Making a game like Auxnet has been a very daunting and tiring task. I work on a team; however, I'm the only programmer. Making such a game alone wouldn't be possible unless I used various libraries and APIs. I guess it would be possible, but it would have tripled the amount of time spent. In this series of blog post, I'll examine some of the middleware that I used to create the game. I'll examine them by considering the following questions:
- What is it?
- How do I use it in the game / engine?
- Why did I choose it?
- What are my future plans?
What is it?
Quick disclaimer. In this post, when I say Direct X, I'm actually just refering to Direct 3D. Direct X is the Windows graphics API that I decided to use. Direct X provides an interface that allows me to use the various features of the graphics card. Using HLSL(High-Level Shader Language), it's possible to write per vertex and per pixel programs to create many interesting effects.
Why did I choose it?
I have intention of starting a Direct X / Open GL debate. I've honestly never used Open GL. I decided on Direct X because it was created by Microsoft, and the only platform that I currently support is Windows and with MSDN and all of the Direct X samples included with the Direct X SDK, it was easy to start with. At first, I only supported Direct X 9, but now the game/engine also supports Direct X 11. I've developed a multiplatform framework that I hope will allow me to expand to other operating systems and using Open GL in the future, but for now, I just want to finish the game so I'm sticking with Direct X until the game has been completed.
How do I use it in the game / engine?
I use Direct X for all of my rendering. I've written two frameworks that sit on top of Direct X. One is very high level and uses handles to refer to resources. The other is much closer to the API. This has been working well, but as I've been coding, I've been realizing the benefits of the higher level framework and am considering phasing out the lower-level API-like framework and just and work on making the higher-level version faster. The higher-level framework is built on top of the lower-level stuff so I feel like I'll be able to eliminate a lot of code the and make it faster by just have the higher-level framework directly access the API. I'll continue to experiment with this and make a final decision after this game has been completed. No more major engine changes unless they are 100 percent needed to complete the project.

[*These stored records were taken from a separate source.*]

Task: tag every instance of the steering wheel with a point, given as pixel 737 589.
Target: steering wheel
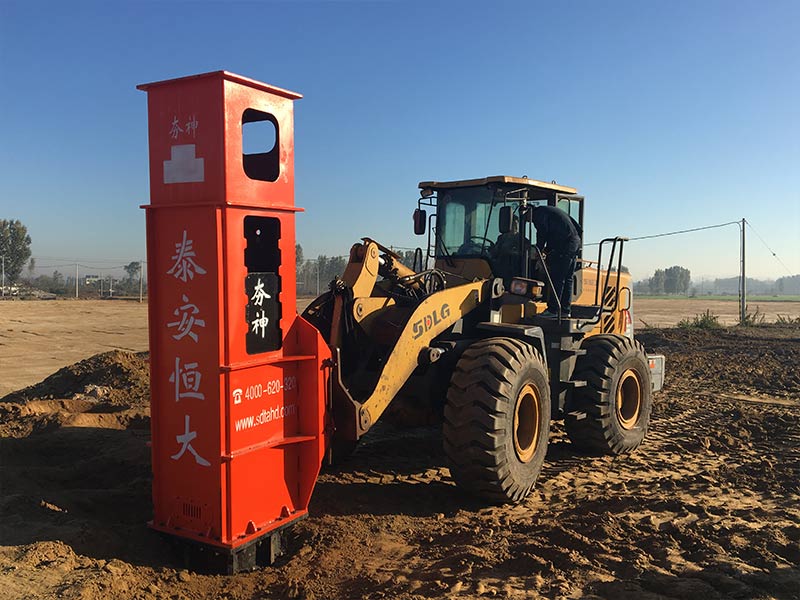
pixel 477 243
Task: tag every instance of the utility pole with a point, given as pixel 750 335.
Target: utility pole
pixel 743 283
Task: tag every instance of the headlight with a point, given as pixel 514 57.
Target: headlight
pixel 519 287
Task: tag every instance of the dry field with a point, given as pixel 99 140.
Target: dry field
pixel 708 507
pixel 39 337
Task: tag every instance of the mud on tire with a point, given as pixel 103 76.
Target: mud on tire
pixel 611 413
pixel 497 419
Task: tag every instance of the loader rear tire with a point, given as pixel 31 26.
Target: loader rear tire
pixel 497 419
pixel 611 414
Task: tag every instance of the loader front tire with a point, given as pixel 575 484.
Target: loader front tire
pixel 611 413
pixel 497 419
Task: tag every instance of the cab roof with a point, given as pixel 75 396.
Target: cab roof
pixel 523 181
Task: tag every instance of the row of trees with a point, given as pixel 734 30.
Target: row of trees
pixel 674 280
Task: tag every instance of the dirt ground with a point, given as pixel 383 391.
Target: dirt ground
pixel 39 337
pixel 708 507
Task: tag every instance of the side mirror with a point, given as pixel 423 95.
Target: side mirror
pixel 420 221
pixel 506 219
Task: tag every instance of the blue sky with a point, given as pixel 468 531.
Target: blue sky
pixel 666 115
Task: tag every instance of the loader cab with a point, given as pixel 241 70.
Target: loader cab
pixel 469 238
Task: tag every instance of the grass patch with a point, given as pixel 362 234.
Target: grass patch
pixel 753 319
pixel 706 320
pixel 787 320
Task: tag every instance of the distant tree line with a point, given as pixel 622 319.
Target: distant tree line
pixel 673 280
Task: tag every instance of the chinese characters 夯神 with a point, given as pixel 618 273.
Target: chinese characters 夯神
pixel 262 320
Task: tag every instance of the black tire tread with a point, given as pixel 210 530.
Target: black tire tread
pixel 474 430
pixel 596 432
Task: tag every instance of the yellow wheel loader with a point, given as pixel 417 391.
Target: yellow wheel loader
pixel 460 337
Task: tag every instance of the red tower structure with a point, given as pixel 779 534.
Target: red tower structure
pixel 237 378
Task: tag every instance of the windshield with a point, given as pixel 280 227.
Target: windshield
pixel 468 219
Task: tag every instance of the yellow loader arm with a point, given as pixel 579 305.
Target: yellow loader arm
pixel 430 318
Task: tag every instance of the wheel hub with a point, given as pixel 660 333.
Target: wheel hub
pixel 629 399
pixel 526 423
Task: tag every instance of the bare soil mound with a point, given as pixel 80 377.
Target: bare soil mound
pixel 708 507
pixel 117 377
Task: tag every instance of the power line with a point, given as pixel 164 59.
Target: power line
pixel 770 249
pixel 656 235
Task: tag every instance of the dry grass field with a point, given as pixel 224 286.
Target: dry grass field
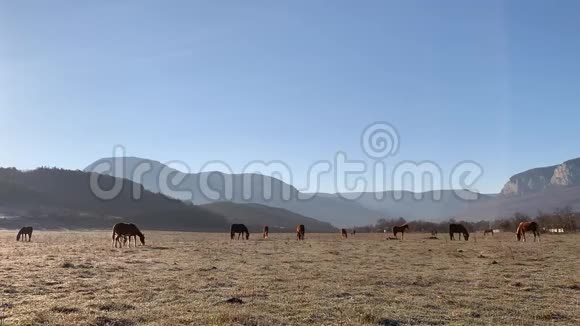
pixel 76 278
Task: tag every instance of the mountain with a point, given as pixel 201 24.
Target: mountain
pixel 536 180
pixel 210 187
pixel 63 198
pixel 431 205
pixel 255 216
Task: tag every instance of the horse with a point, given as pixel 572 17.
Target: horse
pixel 401 229
pixel 240 229
pixel 300 230
pixel 25 231
pixel 528 226
pixel 124 230
pixel 458 228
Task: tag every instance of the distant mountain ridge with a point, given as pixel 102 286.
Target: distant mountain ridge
pixel 545 189
pixel 57 198
pixel 536 180
pixel 255 216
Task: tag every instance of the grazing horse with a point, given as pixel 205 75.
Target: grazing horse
pixel 25 231
pixel 300 230
pixel 124 230
pixel 528 226
pixel 401 229
pixel 240 229
pixel 458 228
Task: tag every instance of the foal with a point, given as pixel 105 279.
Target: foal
pixel 25 231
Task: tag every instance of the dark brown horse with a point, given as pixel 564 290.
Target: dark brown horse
pixel 400 229
pixel 124 230
pixel 25 231
pixel 300 230
pixel 528 226
pixel 458 228
pixel 240 229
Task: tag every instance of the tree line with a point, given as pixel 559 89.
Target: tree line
pixel 565 219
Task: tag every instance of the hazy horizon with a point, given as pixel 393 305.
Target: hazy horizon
pixel 297 82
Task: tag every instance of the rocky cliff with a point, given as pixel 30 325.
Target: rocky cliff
pixel 566 174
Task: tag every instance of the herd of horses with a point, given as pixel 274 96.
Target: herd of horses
pixel 124 232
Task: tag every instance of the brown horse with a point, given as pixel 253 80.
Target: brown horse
pixel 458 228
pixel 240 229
pixel 300 230
pixel 25 231
pixel 401 229
pixel 124 230
pixel 528 226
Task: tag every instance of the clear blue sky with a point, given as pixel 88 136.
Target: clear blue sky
pixel 497 82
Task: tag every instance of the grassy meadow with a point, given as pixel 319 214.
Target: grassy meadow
pixel 77 278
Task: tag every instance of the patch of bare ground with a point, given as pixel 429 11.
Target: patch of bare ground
pixel 76 278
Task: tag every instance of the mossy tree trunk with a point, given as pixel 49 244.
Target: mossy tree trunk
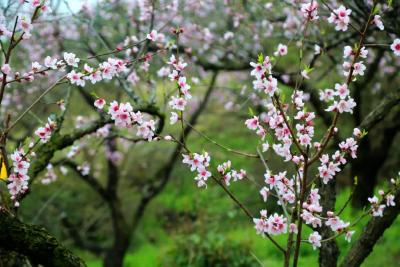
pixel 34 243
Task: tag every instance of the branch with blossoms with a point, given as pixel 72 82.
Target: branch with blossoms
pixel 294 135
pixel 304 191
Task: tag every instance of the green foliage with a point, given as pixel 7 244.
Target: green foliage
pixel 211 249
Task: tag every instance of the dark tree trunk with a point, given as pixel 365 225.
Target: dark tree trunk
pixel 366 169
pixel 12 259
pixel 329 251
pixel 35 243
pixel 375 228
pixel 115 256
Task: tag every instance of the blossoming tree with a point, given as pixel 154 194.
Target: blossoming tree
pixel 343 44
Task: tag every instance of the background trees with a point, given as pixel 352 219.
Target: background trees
pixel 103 179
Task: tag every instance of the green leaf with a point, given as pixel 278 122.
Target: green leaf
pixel 251 113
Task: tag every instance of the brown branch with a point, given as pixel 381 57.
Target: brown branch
pixel 371 234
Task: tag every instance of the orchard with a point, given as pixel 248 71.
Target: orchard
pixel 199 133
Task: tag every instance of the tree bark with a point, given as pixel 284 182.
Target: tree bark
pixel 371 234
pixel 35 243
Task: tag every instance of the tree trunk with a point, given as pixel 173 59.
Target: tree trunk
pixel 329 251
pixel 115 256
pixel 375 228
pixel 35 243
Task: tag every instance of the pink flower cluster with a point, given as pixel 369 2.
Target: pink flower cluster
pixel 283 186
pixel 358 67
pixel 18 180
pixel 342 101
pixel 44 133
pixel 229 174
pixel 198 163
pixel 310 10
pixel 340 17
pixel 272 225
pixel 123 116
pixel 105 71
pixel 377 207
pixel 178 102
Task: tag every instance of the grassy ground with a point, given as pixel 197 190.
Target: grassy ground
pixel 183 210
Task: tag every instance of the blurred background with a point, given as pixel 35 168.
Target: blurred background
pixel 157 216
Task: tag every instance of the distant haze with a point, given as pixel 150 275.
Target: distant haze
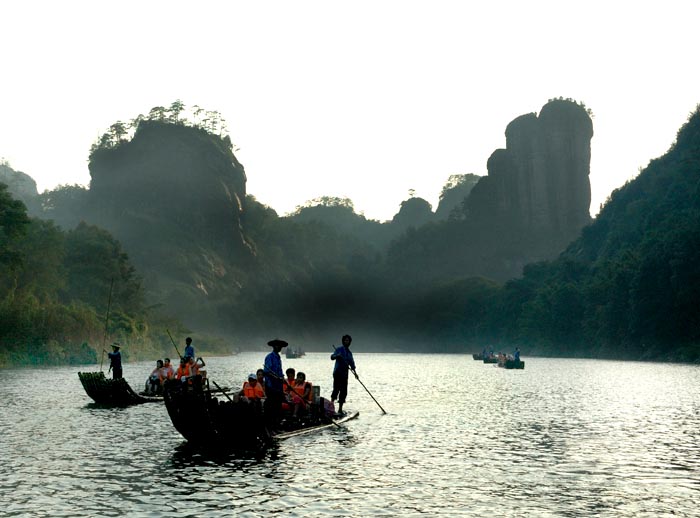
pixel 364 99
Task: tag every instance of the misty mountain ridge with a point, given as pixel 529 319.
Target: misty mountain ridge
pixel 174 195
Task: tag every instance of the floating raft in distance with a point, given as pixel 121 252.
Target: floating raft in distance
pixel 111 392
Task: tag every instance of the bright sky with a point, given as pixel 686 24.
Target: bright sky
pixel 364 99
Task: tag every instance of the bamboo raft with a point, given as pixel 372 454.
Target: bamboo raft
pixel 112 392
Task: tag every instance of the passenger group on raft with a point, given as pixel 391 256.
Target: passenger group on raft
pixel 293 393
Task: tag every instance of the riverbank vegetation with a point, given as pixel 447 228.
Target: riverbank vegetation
pixel 627 288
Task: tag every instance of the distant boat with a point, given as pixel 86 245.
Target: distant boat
pixel 112 392
pixel 514 364
pixel 294 352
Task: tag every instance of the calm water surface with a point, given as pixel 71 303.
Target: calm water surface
pixel 560 438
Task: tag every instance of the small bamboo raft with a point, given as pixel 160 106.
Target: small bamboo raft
pixel 112 392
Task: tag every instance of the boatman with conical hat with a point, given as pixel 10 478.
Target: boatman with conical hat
pixel 274 377
pixel 115 361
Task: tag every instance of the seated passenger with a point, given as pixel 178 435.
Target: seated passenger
pixel 260 374
pixel 155 380
pixel 302 394
pixel 252 390
pixel 183 371
pixel 167 372
pixel 290 380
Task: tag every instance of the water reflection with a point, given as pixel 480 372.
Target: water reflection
pixel 561 438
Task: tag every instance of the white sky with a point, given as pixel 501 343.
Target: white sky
pixel 364 99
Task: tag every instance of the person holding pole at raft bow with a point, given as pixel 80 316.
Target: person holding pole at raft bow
pixel 343 361
pixel 274 376
pixel 115 361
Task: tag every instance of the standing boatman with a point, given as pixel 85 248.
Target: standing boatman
pixel 115 361
pixel 189 350
pixel 274 377
pixel 343 362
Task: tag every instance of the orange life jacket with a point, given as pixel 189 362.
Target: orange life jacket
pixel 287 386
pixel 299 390
pixel 253 392
pixel 183 371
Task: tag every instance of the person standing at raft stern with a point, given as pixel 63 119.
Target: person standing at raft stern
pixel 274 377
pixel 189 350
pixel 115 361
pixel 343 362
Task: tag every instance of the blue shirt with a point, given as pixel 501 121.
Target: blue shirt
pixel 273 364
pixel 343 360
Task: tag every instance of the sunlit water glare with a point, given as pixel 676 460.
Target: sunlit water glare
pixel 461 438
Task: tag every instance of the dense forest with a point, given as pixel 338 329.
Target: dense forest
pixel 626 287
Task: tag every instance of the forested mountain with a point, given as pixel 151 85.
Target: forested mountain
pixel 54 290
pixel 206 251
pixel 630 285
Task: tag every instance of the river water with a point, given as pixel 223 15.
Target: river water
pixel 461 438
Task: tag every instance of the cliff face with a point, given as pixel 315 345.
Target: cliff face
pixel 21 186
pixel 173 197
pixel 539 183
pixel 177 176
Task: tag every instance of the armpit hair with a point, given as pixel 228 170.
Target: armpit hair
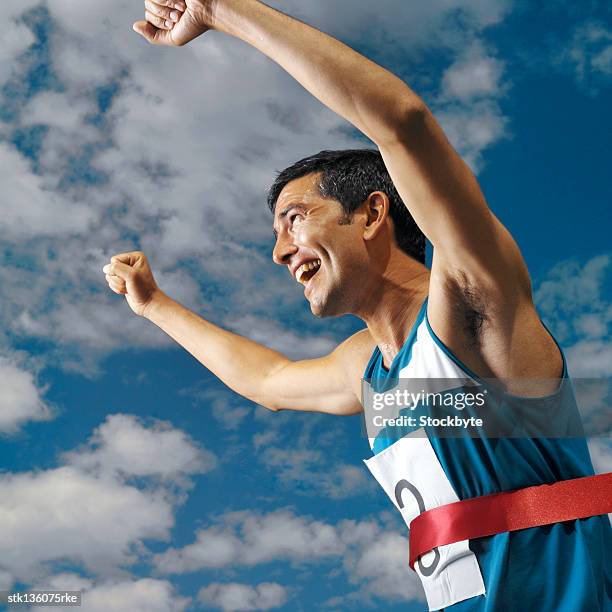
pixel 471 307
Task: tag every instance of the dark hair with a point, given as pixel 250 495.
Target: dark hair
pixel 350 176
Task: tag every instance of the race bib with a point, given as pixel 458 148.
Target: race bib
pixel 413 478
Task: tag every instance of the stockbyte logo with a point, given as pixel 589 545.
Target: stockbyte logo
pixel 403 398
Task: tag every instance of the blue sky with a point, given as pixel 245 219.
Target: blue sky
pixel 128 470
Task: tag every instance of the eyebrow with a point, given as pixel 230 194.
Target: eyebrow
pixel 286 211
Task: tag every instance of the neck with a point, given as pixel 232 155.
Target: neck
pixel 391 303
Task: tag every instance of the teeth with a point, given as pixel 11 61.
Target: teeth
pixel 306 268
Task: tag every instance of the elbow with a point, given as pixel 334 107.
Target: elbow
pixel 405 123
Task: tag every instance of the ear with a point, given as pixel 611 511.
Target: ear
pixel 376 209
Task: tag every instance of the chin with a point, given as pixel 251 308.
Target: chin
pixel 326 307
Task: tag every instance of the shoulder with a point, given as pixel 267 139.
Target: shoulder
pixel 354 353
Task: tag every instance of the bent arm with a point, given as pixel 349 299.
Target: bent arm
pixel 254 371
pixel 436 185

I make extensive use of HLSL shaders and created my own material system that uses different shader techniques and texture maps to make various effects. Most surfaces use 3 textures--diffuse, normal, effects. The effects texture contains extra per-pixel information for things such as glow and specular. Models are rendered in order based on their shader and texture combination to reduce changing the texture. Translucent things are rendered in a second past using a z-sorted order.
What are my future plans?
There are quite a few graphical features that I'd love to add. I've been doing a lot of reading on deferred rendering systems and feel that I'd be able to get a lot of interesting lighting effects with it, but shadows are what's actually high on my todo list. I'd also like to add more support for other kinds of visual effects like electricity, smoke, and other particle effects.